Exam Pass Notes

Key Takeaways
- Safeguarding is everyone's responsibility. Non-clinical pharmacy workers have a Level 2 role in recognising, responding, recording and escalating concerns about adults at risk.
- You do not need proof or a complete picture before raising a concern. Timely action and clear factual records matter more than certainty.
- Adults at risk may show subtle signs during routine pharmacy contact, including fear, withdrawal, controlling relationships, unexplained injuries, repeated unmet needs or difficulty speaking freely.
- If someone faces immediate danger, act urgently. For other concerns, report promptly to your safeguarding lead or follow your local safeguarding route.
- Safeguarding structures and legal frameworks differ across the UK. Follow your national and local procedures.
- Good practice includes using professional curiosity, communicating respectfully, sharing information lawfully, and understanding your role boundaries.
Adults at Risk
- Adult safeguarding: Protect adults who may be at risk because of abuse, neglect, dependency, frailty, disability, ill health, coercion or unequal power.
- Key principles: Empowerment, prevention, proportionality, protection, partnership and accountability.
- Possible abuse types: Physical, psychological, sexual, financial, discriminatory, domestic abuse, organisational abuse, self-neglect, modern slavery and abuse by someone in a position of trust.
- Mental Capacity Act 2005: In England and Wales presume capacity unless assessed otherwise. Capacity is decision-specific; seek advice rather than making assumptions.
- Adult voice and risk: Record and consider the adult's wishes and views, but escalate where there is serious risk, coercion or concern about capacity.
Recognising Concerns in Pharmacy Practice
- Concerns can arise at the medicines counter, reception, by phone, during repeat visits or on deliveries.
- Look for patterns such as another person speaking for the adult, restricted privacy, visible fear, unexplained injuries, repeated missed collections, chaotic medicine use or signs of neglect.
- Be alert to specific issues such as domestic abuse, coercive control, forced marriage, honour-based abuse, trafficking, modern slavery and vulnerability to radicalisation.
- Professional curiosity means noticing inconsistencies, asking what might be happening and avoiding quick reassurance from surface explanations.
Responding Safely
- Consider immediate safety first - if someone is in urgent danger, act without delay.
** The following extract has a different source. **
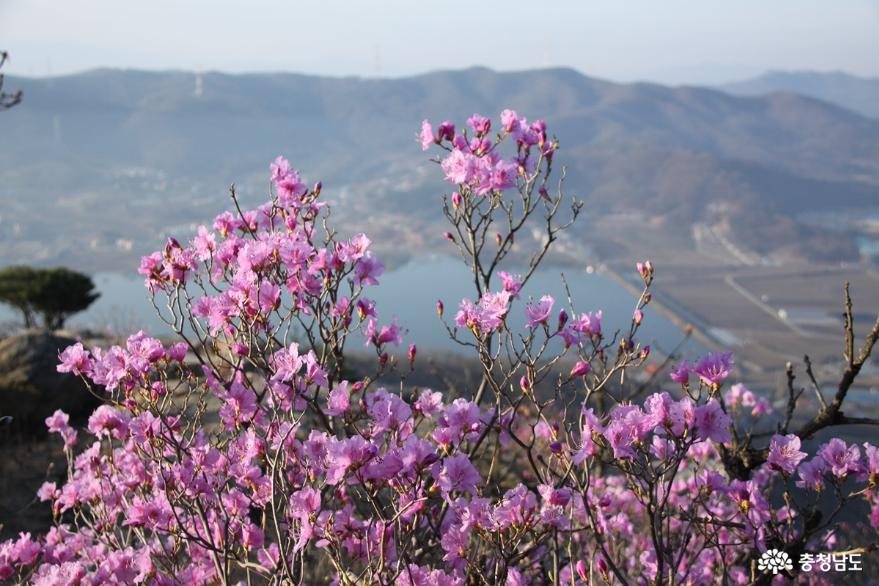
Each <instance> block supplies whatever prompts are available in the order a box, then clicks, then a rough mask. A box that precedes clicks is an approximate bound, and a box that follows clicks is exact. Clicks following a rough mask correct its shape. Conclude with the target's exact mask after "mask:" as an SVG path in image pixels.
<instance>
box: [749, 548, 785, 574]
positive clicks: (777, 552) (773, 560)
mask: <svg viewBox="0 0 879 586" xmlns="http://www.w3.org/2000/svg"><path fill="white" fill-rule="evenodd" d="M757 568H759V569H760V570H761V571H763V572H772V573H773V574H778V572H780V571H781V570H792V569H794V565H793V562H791V560H790V556H788V555H787V554H786V553H785V552H783V551H779V550H777V549H769V550H766V551H765V552H764V553H763V555H761V556H760V559H759V560H758V561H757Z"/></svg>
- Listen calmly. Do not investigate, challenge aggressively or promise absolute secrecy.
- Record what you saw, heard and did, separating fact from opinion.
- Escalate to the safeguarding lead, manager or the local safeguarding route as appropriate.
- If you feel a concern is not being taken seriously, escalate further.
Recording and Information Sharing
- Write records as soon as possible. Keep them factual, specific and relevant.
- Include dates, times, who was present, what was said and what action you took.
- Note the adult's wishes and views where appropriate, while keeping focus on risk.
- Share information lawfully with the right people when needed to protect an adult at risk.
Preparing the Pharmacy
- Ensure safeguarding policies, escalation routes and contact details are easily accessible.
- Support regular training, clear role boundaries and safe ways to offer brief private conversations.
- Consider lone working, deliveries, colleague concerns and how the team will respond in real situations.
- A safer pharmacy culture lets staff speak up and act promptly when they have concerns.